There are others like Greene currently running for office. Doug Mastriano, Republican candidate for governor of Pennsylvania, has proclaimed a “holy war” against “the voter fraud in 2020,” allegations that have been repeatedly repudiated. And Kari Lake, the likely new governor of Arizona, seems to have suddenly discovered her faith during her campaign. They all belong to the Trumpiest wing of the Republican Party, which seems to have a firm grip on the party. Miller compares this to the way Protestant pastors have aligned with their congregations by becoming more radical, especially after the pandemic and the waves of social protests in 2020. “Many clergy told me that they feel that pressure. Americans approach church with a consumer mindset – they look for one that reflects what they already believe, and will leave a church that challenges them theologically or culturally. That’s why churches are racially segregated,” he said. “The pandemic turned out to be a big reset button. People left churches in droves-- not to leave the faith, but to find a church that fit their preferences on masks and vaccines -- and that gave them an excuse to also shop for a church that mirrored their stances on racial justice and Trump and more. I think we are in the midst of a massive political segregation within American Christianity.”
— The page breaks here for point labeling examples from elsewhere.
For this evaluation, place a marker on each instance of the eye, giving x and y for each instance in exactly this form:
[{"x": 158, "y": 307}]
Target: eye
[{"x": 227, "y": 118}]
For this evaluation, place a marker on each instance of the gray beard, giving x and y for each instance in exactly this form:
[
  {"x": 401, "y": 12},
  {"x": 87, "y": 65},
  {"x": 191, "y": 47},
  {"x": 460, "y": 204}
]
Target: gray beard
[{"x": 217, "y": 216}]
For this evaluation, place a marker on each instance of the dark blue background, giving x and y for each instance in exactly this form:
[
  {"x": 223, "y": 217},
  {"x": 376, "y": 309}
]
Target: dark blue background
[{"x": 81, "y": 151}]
Both extremes of this political divide were on display that Sunday at the two Atlanta churches. “Warnock clearly comes from the Martin Luther King tradition,” said McDaniel, who also wrote Politics in the Pews: The Political Mobilization of Black Churches. And Walker? “White evangelicals like him because he’s clearly not going to challenge the racial hierarchy, even if it hurts him,” said McDaniel.
The mostly Black worshippers leaving Ebenezer Church after the service were reluctant to tell us whether they would vote for Warnock in November. Some alluded to old allegations of domestic violence by his ex-wife, Ouleye Ndoye, who says he ran over her foot with his car (Warnock was never charged). The dozen or so people exiting First Baptist Church who agreed to talk to us were divided into four groups: those who believe Walker’s denials of paying for an abortion; those that do believe he paid for an abortion; those who believe he did, but consider it water under the bridge; and those who say they are still undecided in light of all the ethical dilemmas that have arisen in this Senate race. The last group is similar to the evangelical voters who supported Trump in 2016 – they are inclined to shelve any doubts about their candidate’s moral failings until after they elect him to public office to represent their beliefs.